Karpathy said something we all read without really understanding it.
Elon Musk doesn't run the biggest companies in the world. He runs the biggest startups in the world. And he's the only person on Earth who knows how to do that at this scale.
That nuance isn't a detail. It's becoming the standard, and I think in ten years it will be the only acceptable way to run a company.
What Karpathy describes is a man who refuses growth by default. Small teams, deeply technical. No middle management to filter the information. Engineers and code as the only source of truth, never a VP's slide deck. A CEO who spends half his time talking directly to the people who build, not five layers up in an ivory tower. And a personal obsession with removing bottlenecks one by one, by hand.
Most people read this as the eccentricity of a genius. I read it as a job description.
Because this model implies a few non negotiables.
Being a polymath. You cannot understand the real state of your company if you only speak one language. You need to drop into the code, climb back up into go to market, open the cap table, read a contract, challenge an architecture. Every layer, every node.

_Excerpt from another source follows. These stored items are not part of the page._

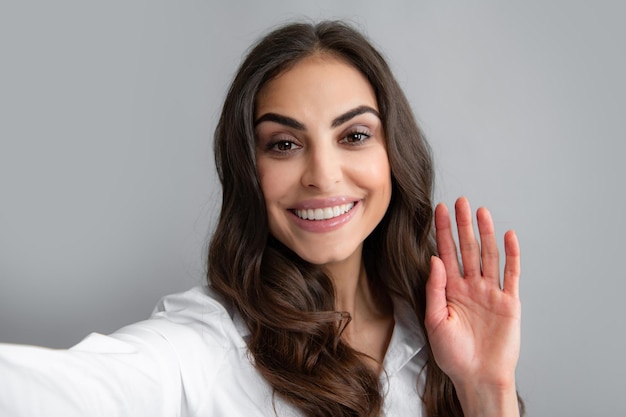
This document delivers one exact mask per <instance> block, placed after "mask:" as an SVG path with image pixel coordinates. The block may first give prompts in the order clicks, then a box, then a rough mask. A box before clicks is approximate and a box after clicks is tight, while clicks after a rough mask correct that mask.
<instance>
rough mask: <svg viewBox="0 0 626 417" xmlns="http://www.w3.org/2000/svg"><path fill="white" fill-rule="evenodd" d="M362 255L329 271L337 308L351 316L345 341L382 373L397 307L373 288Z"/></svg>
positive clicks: (378, 291)
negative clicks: (394, 308) (394, 315)
mask: <svg viewBox="0 0 626 417" xmlns="http://www.w3.org/2000/svg"><path fill="white" fill-rule="evenodd" d="M358 255H359V256H355V257H354V259H349V260H346V261H344V262H342V263H341V265H338V264H337V265H327V266H326V268H327V272H328V274H329V275H330V277H331V279H332V280H333V283H334V285H335V294H336V297H335V303H336V304H335V307H336V309H337V310H338V311H345V312H348V313H350V317H351V320H350V323H349V324H348V326H346V328H345V329H344V330H343V332H342V339H343V340H344V341H345V342H346V343H347V344H348V345H350V346H351V347H352V348H353V349H355V350H357V351H359V352H361V353H363V354H365V361H366V363H367V364H368V365H369V366H371V368H372V370H373V371H374V372H377V373H379V372H381V370H382V363H383V359H384V357H385V352H386V351H387V346H388V345H389V340H391V334H392V332H393V323H394V321H393V305H392V303H391V299H390V298H389V296H387V295H385V294H384V293H383V292H380V291H376V290H375V289H373V288H372V285H370V282H369V280H368V277H367V273H366V271H365V266H364V265H363V260H362V257H361V254H360V253H358Z"/></svg>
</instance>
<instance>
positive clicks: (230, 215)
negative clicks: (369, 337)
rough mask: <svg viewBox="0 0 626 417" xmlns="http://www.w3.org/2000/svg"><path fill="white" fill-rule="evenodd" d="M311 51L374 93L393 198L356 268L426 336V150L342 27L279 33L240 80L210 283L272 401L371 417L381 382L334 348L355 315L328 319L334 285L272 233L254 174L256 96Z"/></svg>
mask: <svg viewBox="0 0 626 417" xmlns="http://www.w3.org/2000/svg"><path fill="white" fill-rule="evenodd" d="M316 53H327V54H332V55H334V56H337V57H339V58H341V59H343V60H344V61H345V62H347V63H349V64H350V65H353V66H354V67H355V68H357V69H358V70H359V71H360V72H361V73H362V74H363V75H364V76H365V77H366V78H367V80H368V81H369V83H370V84H371V85H372V87H373V89H374V92H375V95H376V99H377V103H378V106H379V112H380V116H381V120H382V124H383V129H384V132H385V136H386V146H387V154H388V158H389V163H390V167H391V176H392V196H391V202H390V205H389V207H388V209H387V212H386V214H385V216H384V217H383V219H382V220H381V222H380V224H379V225H378V226H377V227H376V228H375V230H374V231H373V232H372V233H371V235H370V236H368V238H367V239H366V241H365V242H364V252H363V259H364V261H365V268H366V271H367V276H368V278H369V279H370V281H371V285H374V286H375V287H377V288H380V289H381V290H383V291H386V292H387V293H388V294H390V295H394V296H395V297H398V298H401V299H403V300H405V301H406V302H407V303H408V304H409V305H410V306H411V307H412V309H413V312H414V313H415V315H416V317H417V319H418V321H419V323H420V324H421V326H422V331H423V332H424V334H426V331H425V328H424V324H423V323H424V312H425V305H426V299H425V284H426V280H427V278H428V274H429V270H430V257H431V255H433V254H435V253H436V250H435V245H434V239H433V231H432V217H433V204H432V191H433V182H434V179H433V178H434V175H433V166H432V165H433V164H432V158H431V154H430V148H429V146H428V144H427V142H426V141H425V139H424V136H423V135H422V133H421V131H420V129H419V127H418V126H417V124H416V122H415V119H414V116H413V113H412V110H411V108H410V106H409V103H408V101H407V99H406V97H405V96H404V93H403V92H402V90H401V88H400V86H399V85H398V83H397V81H396V80H395V78H394V77H393V75H392V72H391V70H390V68H389V67H388V65H387V63H386V61H385V59H384V58H383V57H382V56H381V54H380V53H379V52H378V51H377V50H376V49H375V48H374V47H373V46H372V45H371V44H370V43H369V42H368V41H367V39H366V38H365V37H364V36H363V35H362V34H361V33H359V32H358V31H357V30H355V29H353V28H352V27H350V26H349V25H347V24H345V23H342V22H336V21H326V22H321V23H318V24H309V23H291V24H288V25H286V26H283V27H280V28H278V29H276V30H274V31H272V32H270V33H269V34H267V35H266V36H265V37H263V38H262V39H261V40H260V41H259V42H258V43H257V44H256V45H255V46H254V47H253V48H252V49H251V50H250V51H249V53H248V55H247V57H246V58H245V59H244V61H243V62H242V64H241V66H240V68H239V70H238V72H237V73H236V76H235V78H234V80H233V82H232V84H231V86H230V89H229V91H228V93H227V96H226V99H225V102H224V106H223V109H222V113H221V117H220V119H219V122H218V125H217V128H216V131H215V137H214V140H215V143H214V151H215V163H216V167H217V172H218V176H219V178H220V181H221V184H222V189H223V195H222V208H221V213H220V217H219V221H218V223H217V226H216V230H215V232H214V235H213V237H212V240H211V243H210V247H209V254H208V274H207V275H208V281H209V284H210V285H211V287H212V288H213V289H214V290H215V291H216V292H217V293H219V294H220V295H221V296H222V297H224V298H225V299H226V300H228V301H229V302H230V303H232V304H233V305H234V306H235V307H236V308H237V309H238V311H239V312H240V314H241V316H242V317H243V319H244V321H245V323H246V324H247V326H248V328H249V329H250V332H251V336H250V338H249V340H248V348H249V352H250V353H251V355H252V357H253V362H254V364H255V366H256V368H257V369H258V371H259V372H260V373H261V374H262V376H263V377H264V378H265V379H266V380H267V381H268V382H269V383H270V384H271V386H272V387H273V389H274V393H275V394H277V395H279V396H280V397H282V398H283V399H284V400H286V401H287V402H289V403H291V404H293V405H294V406H296V407H297V408H299V409H300V410H301V411H302V412H303V413H304V415H306V416H328V417H331V416H332V417H339V416H378V415H380V413H381V410H382V404H383V394H382V392H381V386H380V382H379V378H378V376H377V375H376V374H375V373H374V372H373V371H372V370H370V369H369V368H368V367H367V366H366V364H365V362H364V361H363V358H362V355H361V354H360V353H358V352H356V351H354V350H353V349H351V348H350V347H349V346H348V345H347V344H345V343H344V342H343V341H342V340H341V332H342V330H343V329H344V328H345V326H346V325H347V324H348V322H349V320H350V318H349V316H348V314H347V313H343V312H338V311H335V301H334V300H335V293H334V287H333V284H332V281H331V280H330V278H329V277H328V276H327V275H326V274H325V273H324V272H323V271H322V269H321V268H320V267H319V266H316V265H312V264H310V263H308V262H306V261H304V260H302V259H300V258H299V257H298V256H297V255H296V254H295V253H293V252H292V251H291V250H290V249H289V248H287V247H285V246H284V245H283V244H281V243H280V242H279V241H278V240H276V239H274V238H273V237H272V236H271V235H270V233H269V229H268V221H267V214H266V207H265V201H264V197H263V193H262V191H261V187H260V182H259V178H258V175H257V170H256V163H255V147H256V144H255V134H254V126H253V122H254V115H255V100H256V96H257V93H258V92H259V90H260V89H261V87H263V86H264V85H265V84H266V83H267V82H268V81H269V80H271V79H272V78H273V77H275V76H276V75H278V74H279V73H281V72H283V71H285V70H287V69H289V68H290V67H292V66H293V65H295V64H296V63H297V62H299V61H300V60H302V59H303V58H305V57H308V56H311V55H313V54H316ZM429 349H430V348H429ZM429 357H430V358H432V354H431V355H429ZM425 372H426V385H425V388H424V393H423V401H424V403H425V407H426V410H427V414H428V415H429V416H431V417H435V416H442V415H445V416H450V417H454V416H462V415H463V412H462V410H461V407H460V404H459V401H458V399H457V397H456V393H455V390H454V387H453V385H452V382H451V381H450V379H449V378H448V377H447V376H446V375H445V374H444V373H443V372H442V371H441V369H440V368H439V367H438V366H437V364H436V363H435V361H434V360H433V359H428V362H427V365H426V370H425ZM416 383H417V381H416ZM416 389H417V387H416Z"/></svg>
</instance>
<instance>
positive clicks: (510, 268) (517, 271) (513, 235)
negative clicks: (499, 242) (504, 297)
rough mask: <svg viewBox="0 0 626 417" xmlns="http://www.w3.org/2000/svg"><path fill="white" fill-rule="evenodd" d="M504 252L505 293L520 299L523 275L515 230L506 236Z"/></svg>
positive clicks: (504, 282)
mask: <svg viewBox="0 0 626 417" xmlns="http://www.w3.org/2000/svg"><path fill="white" fill-rule="evenodd" d="M504 251H505V253H506V262H505V264H504V282H503V289H504V292H506V293H509V294H511V295H512V296H513V297H515V298H519V277H520V274H521V263H520V249H519V242H518V240H517V236H516V235H515V232H514V231H513V230H509V231H508V232H506V234H505V235H504Z"/></svg>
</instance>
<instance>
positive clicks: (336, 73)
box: [256, 54, 378, 117]
mask: <svg viewBox="0 0 626 417" xmlns="http://www.w3.org/2000/svg"><path fill="white" fill-rule="evenodd" d="M362 105H367V106H370V107H372V108H374V109H376V110H378V106H377V102H376V95H375V93H374V89H373V87H372V85H371V84H370V83H369V81H368V80H367V79H366V78H365V76H364V75H363V74H362V73H361V72H360V71H359V70H358V69H356V68H355V67H354V66H353V65H351V64H350V63H348V62H347V61H346V60H344V59H342V58H340V57H337V56H334V55H330V54H315V55H312V56H309V57H306V58H304V59H302V60H300V61H298V62H297V63H296V64H295V65H293V66H291V67H289V68H288V69H286V70H285V71H283V72H281V73H279V74H278V75H277V76H276V77H274V78H273V79H271V80H270V81H269V82H267V83H266V84H265V85H264V86H263V87H262V88H261V90H260V91H259V93H258V95H257V98H256V117H259V116H260V115H262V114H264V113H267V112H276V113H280V114H285V115H292V116H296V117H297V116H298V114H297V113H304V114H307V113H311V112H312V111H313V110H315V111H316V113H317V115H318V116H319V115H320V114H319V113H328V114H329V116H330V115H333V114H335V115H336V113H337V112H343V111H345V110H346V109H350V108H354V107H357V106H362Z"/></svg>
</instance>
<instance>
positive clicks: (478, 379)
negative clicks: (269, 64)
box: [255, 55, 521, 417]
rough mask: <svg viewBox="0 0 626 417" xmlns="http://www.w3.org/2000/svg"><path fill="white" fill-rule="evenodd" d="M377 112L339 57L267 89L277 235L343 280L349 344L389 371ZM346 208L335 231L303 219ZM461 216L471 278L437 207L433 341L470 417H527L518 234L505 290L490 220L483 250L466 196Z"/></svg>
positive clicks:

Being curious about everything, not as a hobby, as a necessity. Curiosity is the tool that gives you a complete map of your organization. Without that map, you fly blind and you outsource your judgment to people who have every incentive to hide the truth from you.
Not wanting to be liked. This is the part nobody owns. You cannot make the right calls and give real feedback if your deep need is to be appreciated. The need to please is the number one enemy of quality. It turns every decision into a social negotiation and every piece of feedback into a lukewarm compliment.
And the last point, the most important one. Building for humanity, not for profit itself. When abundance arrives, profit for the sake of profit loses all meaning. The only thing left is whether what you build actually moves people forward. That's what justifies the intensity.
It took me years to understand this.
In every company I worked at, I couldn't understand why the CEOs, and even the CTOs, lived in their ivory tower. Disconnected from the product, disconnected from the ground, managing slides instead of managing reality. It felt absurd to me. Almost professional malpractice.
And then I understood the real reason.
People, and organizations, on average never question the status quo. They endure it. The ivory tower isn't a strategic choice, it's the default state of any structure you let grow without friction. Nobody decides to become disconnected. You become it because it's the path of least resistance.
Musk didn't invent a magic method. He just refused the default. His entire singularity fits in one sentence: being a permanent force against the entropy of his own company.
That's the real standard coming. Not the size of the teams. The refusal of the status quo as a daily discipline.
And most companies will die not because they were wrong, but because they never thought to ask themselves why they did things the way they did.